En una unidad de lugar, acción y tiempo que refuerza la tensión creciente, el reto de la joven judoka es liberarse del dominio que los hombres ejercen sobre su cuerpo, recuperar el control sobre él e inventar su propio destino. Lo que está en juego queda claro desde el principio de la película, antes del primer combate de Hosseini, con un plano general de la sala de pesaje.
Aquí, Leila y Maryam comparecen ante los jueces, cuyo trabajo consiste en comprobar que el peso de la judoka corresponde a su categoría.
A una distancia que impide la desvergüenza, la cámara filma a Leila desnudándose y subiendo a la báscula. Sin embargo, la desnudez de Leila suscita confusión, y en un plano la película transgrede lo que la cultura musulmana considera sagrado. Este plano confirma la determinación de los cineastas de abordar este tema, y la película puede verse a partir de este momento como un largo proceso hacia el desvelamiento, el desvelamiento que probablemente desea una gran parte de la población iraní y que Leila finalmente llevará a cabo.
En esta secuencia, la desnudez de Leila es subversiva. El cuerpo de Leila es en sí mismo una subversión de la ley masculina en Irán. Sin embargo, la desnudez de Leila no es obscena, porque no está vinculada a la sexualidad. Esta es la gran paradoja del velo islámico, que artificialmente carga con un trastorno lo que casi nunca está vinculado a la sexualidad.
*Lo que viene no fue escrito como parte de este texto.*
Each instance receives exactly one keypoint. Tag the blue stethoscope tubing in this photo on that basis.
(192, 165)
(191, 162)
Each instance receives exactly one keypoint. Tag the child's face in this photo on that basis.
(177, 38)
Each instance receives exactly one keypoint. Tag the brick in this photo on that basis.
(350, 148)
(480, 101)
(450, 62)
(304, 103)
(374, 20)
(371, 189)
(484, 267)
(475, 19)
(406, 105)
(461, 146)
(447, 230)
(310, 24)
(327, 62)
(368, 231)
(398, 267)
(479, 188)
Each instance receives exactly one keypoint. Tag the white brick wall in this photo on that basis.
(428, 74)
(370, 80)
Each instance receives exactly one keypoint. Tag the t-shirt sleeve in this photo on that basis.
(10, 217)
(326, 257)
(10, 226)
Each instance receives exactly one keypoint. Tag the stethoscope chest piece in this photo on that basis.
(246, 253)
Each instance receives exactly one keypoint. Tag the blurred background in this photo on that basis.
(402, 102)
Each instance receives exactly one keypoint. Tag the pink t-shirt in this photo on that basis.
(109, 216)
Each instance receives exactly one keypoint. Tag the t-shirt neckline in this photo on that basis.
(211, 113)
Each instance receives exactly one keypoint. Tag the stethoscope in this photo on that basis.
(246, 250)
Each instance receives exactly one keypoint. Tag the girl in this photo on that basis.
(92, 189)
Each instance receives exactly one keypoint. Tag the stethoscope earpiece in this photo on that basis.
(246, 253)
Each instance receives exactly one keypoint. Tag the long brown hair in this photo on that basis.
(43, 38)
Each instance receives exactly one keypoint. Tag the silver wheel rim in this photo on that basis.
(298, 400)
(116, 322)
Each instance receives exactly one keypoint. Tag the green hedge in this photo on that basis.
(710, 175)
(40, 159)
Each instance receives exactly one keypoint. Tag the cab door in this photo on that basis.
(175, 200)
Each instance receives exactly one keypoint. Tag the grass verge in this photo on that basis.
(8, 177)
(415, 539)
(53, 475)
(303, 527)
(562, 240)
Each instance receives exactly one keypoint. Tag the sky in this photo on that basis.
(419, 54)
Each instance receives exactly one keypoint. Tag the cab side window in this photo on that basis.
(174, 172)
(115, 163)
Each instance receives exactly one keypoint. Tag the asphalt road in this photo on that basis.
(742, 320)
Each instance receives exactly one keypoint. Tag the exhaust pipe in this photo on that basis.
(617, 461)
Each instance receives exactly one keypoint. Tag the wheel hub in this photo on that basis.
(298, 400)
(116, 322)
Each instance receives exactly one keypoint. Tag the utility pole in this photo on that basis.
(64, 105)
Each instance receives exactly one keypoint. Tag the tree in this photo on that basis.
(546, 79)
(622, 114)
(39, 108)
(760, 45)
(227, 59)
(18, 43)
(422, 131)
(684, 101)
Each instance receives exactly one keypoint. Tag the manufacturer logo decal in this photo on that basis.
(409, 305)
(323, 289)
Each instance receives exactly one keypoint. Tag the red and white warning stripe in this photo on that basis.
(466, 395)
E incluso si el cuerpo de Leila se revela a veces en la intimidad de su pareja y de su familia, durante los campeonatos de judo en los que participa, su cuerpo es sólo el de una atleta cuya fragilidad, pero también extrema resistencia, concentra todas las preguntas:
¿Puede una mujer estar desnuda?
¿Puede una mujer ser fuerte?
¿Puede una mujer desobedecer?
¿Es la mujer dueña de su cuerpo?
En el pesaje, Hosseini está trescientos gramos por encima del límite de peso y sólo tiene 20 minutos para perderlo: incluso en su deporte, Leila no tiene autoridad sobre su cuerpo, algo que desconoce al comienzo de la competición. Acepta las reglas y las cumple, realizando una frenética sesión de cardio bajo la mirada autoritaria de su entrenador.
Pero a medida que sus posibilidades de victoria chocaban con las órdenes inflexibles de quienes ostentaban el poder, estas limitaciones se volvían cada vez más inaceptables para Leila. Hasta el punto de romper.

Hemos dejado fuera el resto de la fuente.